[Bug] Argon won't go back online after a reboot


#1

Observed behavior: the Argon can be gotten online only by restarting the new device setup procedure in the Particle mobile app. It cannot be gotten back online with particle serial wifi.

After a reboot, it starts with a moderate green flash, then transitions to a rapid/fast green flash. It never proceeds past this point.

When using particle serial wifi, it successfully detects the network. If intentionally I enter the wrong password, the green light flashes in the identical pattern to if I input it correctly.
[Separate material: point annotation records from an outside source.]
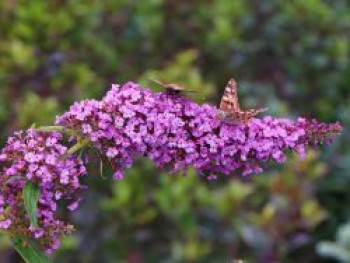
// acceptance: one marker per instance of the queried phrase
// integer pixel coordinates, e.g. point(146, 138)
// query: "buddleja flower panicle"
point(174, 131)
point(37, 156)
point(131, 122)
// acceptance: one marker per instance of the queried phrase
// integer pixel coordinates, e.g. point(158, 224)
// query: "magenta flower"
point(175, 132)
point(38, 156)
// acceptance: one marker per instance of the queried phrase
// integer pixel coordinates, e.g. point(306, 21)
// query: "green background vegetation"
point(292, 56)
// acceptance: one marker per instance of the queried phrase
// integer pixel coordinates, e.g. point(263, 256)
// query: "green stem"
point(56, 128)
point(76, 147)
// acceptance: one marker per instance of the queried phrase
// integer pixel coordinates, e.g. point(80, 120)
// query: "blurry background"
point(292, 56)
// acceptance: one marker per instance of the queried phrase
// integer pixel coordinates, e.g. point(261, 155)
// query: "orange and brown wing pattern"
point(230, 109)
point(229, 101)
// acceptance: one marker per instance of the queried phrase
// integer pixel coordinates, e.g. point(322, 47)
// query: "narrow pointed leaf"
point(29, 253)
point(31, 193)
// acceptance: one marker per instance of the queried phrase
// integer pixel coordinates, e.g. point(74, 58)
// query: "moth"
point(230, 110)
point(171, 88)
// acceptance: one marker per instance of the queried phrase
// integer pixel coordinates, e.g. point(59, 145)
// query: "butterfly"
point(171, 88)
point(230, 110)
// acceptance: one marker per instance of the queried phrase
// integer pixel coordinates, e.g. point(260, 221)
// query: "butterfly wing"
point(229, 101)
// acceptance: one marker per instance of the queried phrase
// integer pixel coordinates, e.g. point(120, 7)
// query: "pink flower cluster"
point(175, 132)
point(37, 156)
point(129, 122)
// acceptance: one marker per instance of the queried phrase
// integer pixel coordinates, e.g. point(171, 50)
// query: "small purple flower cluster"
point(37, 156)
point(175, 132)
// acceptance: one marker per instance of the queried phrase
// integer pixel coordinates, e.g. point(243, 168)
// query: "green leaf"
point(29, 253)
point(31, 193)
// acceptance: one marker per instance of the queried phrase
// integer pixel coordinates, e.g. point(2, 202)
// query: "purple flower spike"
point(175, 132)
point(37, 156)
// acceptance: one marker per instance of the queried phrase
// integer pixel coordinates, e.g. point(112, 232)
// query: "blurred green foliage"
point(292, 56)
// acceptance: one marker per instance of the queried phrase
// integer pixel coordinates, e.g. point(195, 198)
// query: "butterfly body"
point(230, 109)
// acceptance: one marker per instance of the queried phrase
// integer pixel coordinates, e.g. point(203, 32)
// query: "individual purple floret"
point(175, 132)
point(37, 156)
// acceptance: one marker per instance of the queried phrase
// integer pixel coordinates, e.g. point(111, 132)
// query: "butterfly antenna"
point(157, 81)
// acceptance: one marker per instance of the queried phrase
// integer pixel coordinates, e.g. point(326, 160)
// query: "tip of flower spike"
point(321, 132)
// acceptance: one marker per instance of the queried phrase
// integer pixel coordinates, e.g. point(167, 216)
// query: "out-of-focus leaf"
point(31, 194)
point(28, 252)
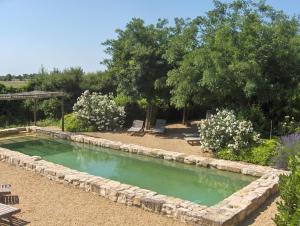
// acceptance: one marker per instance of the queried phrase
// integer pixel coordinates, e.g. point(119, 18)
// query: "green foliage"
point(241, 54)
point(49, 122)
point(102, 82)
point(256, 116)
point(123, 100)
point(288, 126)
point(223, 129)
point(73, 124)
point(137, 59)
point(261, 154)
point(289, 187)
point(99, 111)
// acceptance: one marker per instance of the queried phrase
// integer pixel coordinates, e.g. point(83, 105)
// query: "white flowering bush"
point(99, 111)
point(224, 130)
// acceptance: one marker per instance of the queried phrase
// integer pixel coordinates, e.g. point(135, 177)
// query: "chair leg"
point(10, 221)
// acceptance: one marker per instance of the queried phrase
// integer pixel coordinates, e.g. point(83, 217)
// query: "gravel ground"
point(45, 202)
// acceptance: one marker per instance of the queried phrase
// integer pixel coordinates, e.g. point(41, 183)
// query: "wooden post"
point(271, 129)
point(34, 111)
point(62, 114)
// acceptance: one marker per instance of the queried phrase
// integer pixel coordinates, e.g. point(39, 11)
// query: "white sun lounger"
point(137, 126)
point(5, 189)
point(192, 140)
point(159, 126)
point(8, 212)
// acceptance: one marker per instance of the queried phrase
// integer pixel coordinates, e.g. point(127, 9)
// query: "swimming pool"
point(200, 185)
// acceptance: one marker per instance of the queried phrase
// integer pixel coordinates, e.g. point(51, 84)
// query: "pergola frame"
point(35, 96)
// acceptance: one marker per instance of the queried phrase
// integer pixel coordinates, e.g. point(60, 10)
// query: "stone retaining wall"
point(230, 211)
point(10, 131)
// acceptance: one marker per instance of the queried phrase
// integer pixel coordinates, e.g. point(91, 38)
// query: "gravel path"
point(44, 202)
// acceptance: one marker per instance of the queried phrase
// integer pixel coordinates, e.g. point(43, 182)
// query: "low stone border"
point(230, 211)
point(10, 131)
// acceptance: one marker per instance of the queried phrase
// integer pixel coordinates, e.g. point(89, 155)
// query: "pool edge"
point(231, 211)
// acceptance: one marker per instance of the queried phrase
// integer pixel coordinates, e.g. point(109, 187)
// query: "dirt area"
point(172, 140)
point(45, 202)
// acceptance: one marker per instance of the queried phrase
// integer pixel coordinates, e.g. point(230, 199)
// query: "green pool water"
point(196, 184)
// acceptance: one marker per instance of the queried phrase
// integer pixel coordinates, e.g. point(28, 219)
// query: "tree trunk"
point(184, 116)
point(149, 116)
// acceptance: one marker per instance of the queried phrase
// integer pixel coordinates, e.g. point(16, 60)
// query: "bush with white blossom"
point(224, 130)
point(99, 111)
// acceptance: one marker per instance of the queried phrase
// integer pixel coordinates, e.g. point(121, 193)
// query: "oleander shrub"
point(99, 111)
point(289, 188)
point(225, 130)
point(288, 126)
point(261, 154)
point(286, 150)
point(73, 124)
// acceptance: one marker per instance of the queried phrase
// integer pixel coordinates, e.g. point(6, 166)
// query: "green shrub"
point(99, 111)
point(289, 187)
point(48, 122)
point(224, 130)
point(288, 126)
point(256, 116)
point(261, 154)
point(73, 124)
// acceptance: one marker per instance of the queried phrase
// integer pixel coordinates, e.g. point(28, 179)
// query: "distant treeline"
point(242, 56)
point(10, 77)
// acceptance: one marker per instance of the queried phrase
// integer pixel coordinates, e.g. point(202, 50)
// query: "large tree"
point(247, 56)
point(137, 62)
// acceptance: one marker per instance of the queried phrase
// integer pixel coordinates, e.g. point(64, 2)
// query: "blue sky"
point(65, 33)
Expected behavior: the Argon should reconnect after boot (i.e. not rapidly flash green and should show up in the console)

Firmware: 1.4.4

Note 1: I do not have a second Argon so cannot test if this is the network or the device.
Note 2: I have a JTAG debugger and can poke around.


#2

More information, and a refined understanding of the bug:

Opening serial monitor for com port: "/dev/tty.usbmodem1421301"
Serial monitor opened successfully:
0000005341 [net.th] TRACE: OpenThread state changed: 12a5
0000005342 [net.ifapi] INFO: Netif th1 link UP
0000005343 [system.nm] INFO: State changed: IFACE_UP -> IFACE_LINK_UP
0000005345 [net.th] TRACE: OT_CHANGED_THREAD_NETDATA
0000005345 [net.th] TRACE: Synchronizing IP state with LwIP
0000005346 [net.ifapi] TRACE: Netif th1 ipv6 addr state changed
0000005348 [net.ifapi] TRACE: Netif th1 ipv6 addr state changed
0000005350 [net.th] TRACE: Added FD9C:4A3:4B8F::FF:FE00:FC00 0
0000005351 [system.ot] TRACE: IPv6 address was added
0000005351 [system.ot] INFO: Role changed: leader
0000005352 [system.ot] TRACE: RLOC was added
0000005353 [system.ot] TRACE: Partition ID changed
0000005354 [system.ot] TRACE: Thread network data changed
0000005355 [system.ot] TRACE: Subscribed to IPv6 multicast address
0000005356 [hal] TRACE: NCP ready to accept AT commands
0000005357 [ncp.at] TRACE: > AT+CMUX=0
0000005359 [ncp.at] TRACE: < OK
0000005360 [gsm0710muxer] INFO: Starting GSM07.10 muxer
0000005361 [gsm0710muxer] INFO: Openning mux channel 0
0000005361 [gsm0710muxer] INFO: GSM07.10 muxer thread started
0000005414 [gsm0710muxer] INFO: Resuming channel 0
0000005415 [gsm0710muxer] INFO: Openning mux channel 1
0000005466 [gsm0710muxer] INFO: Resuming channel 1
0000005467 [gsm0710muxer] INFO: Resuming channel 1
0000005468 [ncp.at] TRACE: > AT
0000005519 [ncp.at] TRACE: < OK
0000005520 [ncp.at] TRACE: > AT+CWDHCP=0,3
0000005569 [ncp.at] TRACE: < OK
0000005569 [hal] TRACE: NCP state changed: 1
0000005570 [net.esp32ncp] TRACE: NCP event 1
0000005574 [gsm0710muxer] INFO: Openning mux channel 2
0000005669 [gsm0710muxer] INFO: Resuming channel 2
0000005670 [hal] TRACE: Connecting to "Interpenguin"
0000008071 [ncp.at] TRACE: < WIFI CONNECTED
0000009021 [ncp.at] TRACE: < OK
0000009021 [hal] TRACE: NCP connection state changed: 2
0000009022 [net.esp32ncp] TRACE: NCP event 2
0000009023 [net.esp32ncp] TRACE: State changed event: 2
0000009024 [net.ifapi] INFO: Netif wl3 link UP

This line tells the tale: 0000005670 [hal] TRACE: Connecting to "Interpenguin"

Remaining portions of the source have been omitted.